Le implicazioni in campo nucleare del G7 di Hiroshima

Dei sette vertici G7 tenutisi in Giappone negli ultimi 50 anni quello che ha avuto luogo nei giorni scorsi è stato il primo celebrato a Hiroshima. Sarebbe stata una grande occasione per rilanciare il disarmo nucleare che negli ultimi anni ha fatto pochi progressi e parecchi passi indietro. La congiuntura internazionale non lo ha consentito. Bisogna dare atto al Primo Ministro Kishida di essere riuscito a radunare i sette capi di stato e di governo dei paesi più industrializzati nella città martire giapponese e di aver costruito il consenso su una dichiarazione ad hoc dedicata esclusivamente alla questione delle armi nucleari. I paesi del G7 non sono in partenza fautori del disarmo nucleare, tre di essi (Usa, Francia e Regno Unito) posseggono l’arma nucleare: i quattro rimanenti sono protetti dall’ “ombrello nucleare” americano.

Quale principio adottare?

Pur ribadendo ”l’impegno di realizzare un mondo privo di armi nucleari“, essi ritengono  anche che le armi nucleari, “sino a quando esisteranno”, continueranno a servire “per scopi difensivi, di dissuasione delle aggressioni, di prevenzione della guerra e della coercizione”. Si tratta di un linguaggio che si ispira a quello dell’attuale concetto strategico della Nato, assai lontano dal principio della deterrenza quale “unico scopo” dell’arma nucleare (sole purpose) a suo tempo perseguito, ma mai realizzato, dall’amministrazione Obama. Ancora maggiore è la distanza dallo spirito e dalla lettera del messaggio che Papa Francesco ha inviato al vescovo di Hiroshima proprio in concomitanza con il Vertice G7 in cui si sottolinea “l’inadeguatezza delle armi nucleari per rispondere in modo efficace alle grandi minacce odierne alla pace e per garantire la sicurezza nazionale e internazionale”. 

È da registrare tuttavia che il testo adottato fa riferimento al concetto dell’inammissibilità dell’uso e della minaccia dell’uso dell’arma nucleare già approvato dai sette nel novembre scorso in occasione del G20 di Bali. Tale principio è stato ribadito più specificamente nel testo di Hiroshima con riferimento alle minacce nucleari della Russia nel contesto del conflitto ucraino. Sul piano dottrinale i Sette hanno inoltre riaffermato che una guerra nucleare non può essere vinta e non deve essere combattuta: tale principio risale alle ormai lontane intese tra Reagan e Gorbachov degli anni 90 ma rimane di attualità ancora oggi.

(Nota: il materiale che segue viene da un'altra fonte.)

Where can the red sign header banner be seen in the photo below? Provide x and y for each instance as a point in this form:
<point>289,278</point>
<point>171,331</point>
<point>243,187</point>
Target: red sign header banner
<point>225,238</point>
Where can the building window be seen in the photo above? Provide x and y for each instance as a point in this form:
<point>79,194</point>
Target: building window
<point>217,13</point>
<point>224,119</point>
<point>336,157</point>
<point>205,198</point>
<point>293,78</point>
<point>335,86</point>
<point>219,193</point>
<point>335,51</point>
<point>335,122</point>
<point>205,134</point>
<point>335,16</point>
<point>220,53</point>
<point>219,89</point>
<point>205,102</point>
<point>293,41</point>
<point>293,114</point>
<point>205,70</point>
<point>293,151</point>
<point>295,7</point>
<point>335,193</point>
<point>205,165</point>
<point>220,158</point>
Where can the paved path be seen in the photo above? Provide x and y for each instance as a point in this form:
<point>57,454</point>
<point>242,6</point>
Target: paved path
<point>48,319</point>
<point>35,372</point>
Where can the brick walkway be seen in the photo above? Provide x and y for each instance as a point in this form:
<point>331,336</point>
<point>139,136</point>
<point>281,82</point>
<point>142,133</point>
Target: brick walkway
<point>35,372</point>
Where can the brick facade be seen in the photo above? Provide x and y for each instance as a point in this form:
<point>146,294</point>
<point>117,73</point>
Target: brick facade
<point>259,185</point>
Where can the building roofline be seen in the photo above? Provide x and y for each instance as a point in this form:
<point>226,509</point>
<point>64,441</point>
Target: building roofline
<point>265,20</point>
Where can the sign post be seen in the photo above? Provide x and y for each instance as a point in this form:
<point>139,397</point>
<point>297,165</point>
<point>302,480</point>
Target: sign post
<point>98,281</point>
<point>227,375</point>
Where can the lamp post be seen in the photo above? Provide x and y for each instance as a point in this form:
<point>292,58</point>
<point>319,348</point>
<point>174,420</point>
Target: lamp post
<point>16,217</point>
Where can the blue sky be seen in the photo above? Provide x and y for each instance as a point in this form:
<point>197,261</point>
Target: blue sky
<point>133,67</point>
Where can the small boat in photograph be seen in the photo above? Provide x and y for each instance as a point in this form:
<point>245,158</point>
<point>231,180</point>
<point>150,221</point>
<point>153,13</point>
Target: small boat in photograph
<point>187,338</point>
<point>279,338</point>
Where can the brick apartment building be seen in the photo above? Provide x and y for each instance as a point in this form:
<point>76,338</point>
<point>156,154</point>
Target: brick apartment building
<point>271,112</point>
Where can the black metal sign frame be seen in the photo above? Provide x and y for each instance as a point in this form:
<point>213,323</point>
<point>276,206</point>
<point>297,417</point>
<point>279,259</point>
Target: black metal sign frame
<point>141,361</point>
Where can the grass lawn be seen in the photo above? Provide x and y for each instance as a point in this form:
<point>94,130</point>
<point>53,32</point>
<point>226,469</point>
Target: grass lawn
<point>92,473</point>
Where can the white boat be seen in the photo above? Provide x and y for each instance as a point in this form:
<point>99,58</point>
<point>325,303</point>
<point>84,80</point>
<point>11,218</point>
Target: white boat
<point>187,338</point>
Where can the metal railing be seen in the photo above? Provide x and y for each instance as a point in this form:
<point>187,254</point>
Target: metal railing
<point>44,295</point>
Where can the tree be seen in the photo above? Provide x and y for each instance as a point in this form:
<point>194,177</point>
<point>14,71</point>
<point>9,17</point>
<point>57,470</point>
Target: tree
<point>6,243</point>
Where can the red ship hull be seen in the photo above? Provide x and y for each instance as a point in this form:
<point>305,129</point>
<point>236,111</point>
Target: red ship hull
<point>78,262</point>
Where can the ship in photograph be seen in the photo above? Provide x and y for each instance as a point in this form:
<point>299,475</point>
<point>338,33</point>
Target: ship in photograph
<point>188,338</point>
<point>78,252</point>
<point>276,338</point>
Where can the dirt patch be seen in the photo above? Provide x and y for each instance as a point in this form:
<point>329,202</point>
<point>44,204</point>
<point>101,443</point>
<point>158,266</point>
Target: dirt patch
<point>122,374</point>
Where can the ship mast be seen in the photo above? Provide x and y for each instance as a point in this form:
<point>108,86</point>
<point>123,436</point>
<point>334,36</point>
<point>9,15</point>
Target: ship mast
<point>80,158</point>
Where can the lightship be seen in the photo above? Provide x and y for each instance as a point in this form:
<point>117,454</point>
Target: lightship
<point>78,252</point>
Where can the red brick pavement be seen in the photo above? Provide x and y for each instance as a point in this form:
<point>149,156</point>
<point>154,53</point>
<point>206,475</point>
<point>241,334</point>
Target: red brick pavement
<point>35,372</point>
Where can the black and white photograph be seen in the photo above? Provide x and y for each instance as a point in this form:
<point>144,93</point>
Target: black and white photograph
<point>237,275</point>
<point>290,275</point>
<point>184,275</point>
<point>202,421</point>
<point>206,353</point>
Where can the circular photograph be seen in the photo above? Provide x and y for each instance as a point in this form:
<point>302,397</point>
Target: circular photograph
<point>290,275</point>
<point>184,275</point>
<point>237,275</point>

Le misure verso Russia e Cina

La Russia non poteva non essere presa di mira nel documento non solo per le frequenti minacce nucleari dei suoi dignitari (Medvedev in primis) ma anche per misure concrete quali la messa in atto di uno stato di allerta nucleare e l’annuncio del dispiegamento di armi nucleari in Bielorussia. Da ultimo essa ha anche evocato la possibilità di tornare ad effettuare degli esperimenti nucleari. Un anatema per un paese che ha ratificato il trattato che proibisce espressamente siffatti esperimenti.

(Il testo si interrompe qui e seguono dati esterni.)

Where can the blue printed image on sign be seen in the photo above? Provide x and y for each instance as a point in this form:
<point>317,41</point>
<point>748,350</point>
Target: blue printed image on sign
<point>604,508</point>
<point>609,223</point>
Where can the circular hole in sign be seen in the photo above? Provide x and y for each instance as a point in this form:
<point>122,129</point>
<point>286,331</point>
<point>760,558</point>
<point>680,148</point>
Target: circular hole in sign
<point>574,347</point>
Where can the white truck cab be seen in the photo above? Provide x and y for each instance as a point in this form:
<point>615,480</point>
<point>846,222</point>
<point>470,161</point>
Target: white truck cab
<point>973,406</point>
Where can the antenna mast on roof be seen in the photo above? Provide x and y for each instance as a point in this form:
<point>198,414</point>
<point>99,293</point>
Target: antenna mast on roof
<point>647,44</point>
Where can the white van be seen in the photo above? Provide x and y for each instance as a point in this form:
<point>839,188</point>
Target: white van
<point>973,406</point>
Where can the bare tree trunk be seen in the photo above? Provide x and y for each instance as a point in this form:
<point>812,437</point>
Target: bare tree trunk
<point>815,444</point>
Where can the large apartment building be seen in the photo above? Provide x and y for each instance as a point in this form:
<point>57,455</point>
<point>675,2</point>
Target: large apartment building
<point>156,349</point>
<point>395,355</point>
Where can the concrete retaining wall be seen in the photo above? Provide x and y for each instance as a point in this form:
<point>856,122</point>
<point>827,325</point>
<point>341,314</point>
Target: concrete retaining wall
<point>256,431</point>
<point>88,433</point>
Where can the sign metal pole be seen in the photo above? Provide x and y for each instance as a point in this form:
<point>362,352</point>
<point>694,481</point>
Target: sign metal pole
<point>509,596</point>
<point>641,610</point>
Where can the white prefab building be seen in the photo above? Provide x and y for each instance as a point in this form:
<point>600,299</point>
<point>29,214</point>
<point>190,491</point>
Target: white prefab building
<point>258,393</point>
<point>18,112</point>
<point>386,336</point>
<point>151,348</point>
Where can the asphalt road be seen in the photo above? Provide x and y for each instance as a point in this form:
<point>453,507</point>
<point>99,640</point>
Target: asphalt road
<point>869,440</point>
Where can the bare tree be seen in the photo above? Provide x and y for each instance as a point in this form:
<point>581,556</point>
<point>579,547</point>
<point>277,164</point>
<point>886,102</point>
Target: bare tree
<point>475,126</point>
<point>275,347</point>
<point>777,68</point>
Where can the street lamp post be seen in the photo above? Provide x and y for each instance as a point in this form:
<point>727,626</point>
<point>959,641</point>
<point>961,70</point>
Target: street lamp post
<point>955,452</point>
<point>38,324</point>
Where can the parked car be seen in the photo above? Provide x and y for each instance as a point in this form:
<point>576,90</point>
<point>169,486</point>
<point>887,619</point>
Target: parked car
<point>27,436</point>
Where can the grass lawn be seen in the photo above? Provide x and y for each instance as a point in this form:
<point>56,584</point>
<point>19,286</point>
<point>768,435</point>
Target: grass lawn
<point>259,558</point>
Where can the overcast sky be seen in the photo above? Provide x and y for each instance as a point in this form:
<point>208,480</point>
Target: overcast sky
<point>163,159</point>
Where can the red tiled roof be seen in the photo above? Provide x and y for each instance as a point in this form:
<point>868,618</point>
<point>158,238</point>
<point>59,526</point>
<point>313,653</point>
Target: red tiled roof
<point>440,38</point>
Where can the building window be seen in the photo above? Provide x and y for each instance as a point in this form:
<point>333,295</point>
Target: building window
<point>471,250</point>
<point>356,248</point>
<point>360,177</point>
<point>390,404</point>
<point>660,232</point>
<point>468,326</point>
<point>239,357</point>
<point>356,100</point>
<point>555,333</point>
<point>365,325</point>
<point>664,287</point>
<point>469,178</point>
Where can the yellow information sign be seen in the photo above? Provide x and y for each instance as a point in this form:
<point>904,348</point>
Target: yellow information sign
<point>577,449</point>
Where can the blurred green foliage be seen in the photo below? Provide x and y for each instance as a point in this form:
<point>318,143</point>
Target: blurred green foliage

La dichiarazione di Hiroshima dedicata al nucleare è stata più indulgente nei confronti della Cina. Ciò si deve al fatto che almeno in questo campo essa rimane ancora una potenza ”minore” con un arsenale nucleare simile a quello della Francia e del Regno Unito ma ancora ben inferiore a quello della Russia e degli Stati Uniti. Le preoccupazioni vertono piuttosto sui futuri programmi nucleari di Pechino e sulla mancanza di trasparenza. Altri testi adottati nel corso del vertice hanno stigmatizzato l’espansionismo cinese in Asia e nel mondo.

La dichiarazione di Hiroshima sul nucleare non è un testo storico e ha deluso molte aspettative. Il suo valore dipenderà dal seguito effettivo che verrà dato ad alcuni concetti che vi sono evocati. Non ci si può aspettare che siano gli stessi paesi del G7 a farsi parte diligente. Spetta agli stati più impegnati nel disarmo e alle organizzazioni non governative adoperarsi nelle sedi internazionali affinché alcuni temi, come quello dell’inammissibilità dell’uso delle armi nucleari, che lasciano sperare un certo progresso, non vadano perduti ma al contrario siano sviluppati ed acquistino valenza giuridica.

Tra questi c’è anche il tema, fortemente voluto dal Giappone e dall’Unione Europea, di un maggiore slancio nel campo dell’educazione al disarmo per le future generazioni e di una maggiore presa di coscienza della minaccia atomica anche da parte dei dirigenti politici. Solo tre parlamentari italiani hanno reagito ad un appello a favore dell’inammissibilità dell’uso dell’arma nucleare. Anche i politici devono tornare a scuola.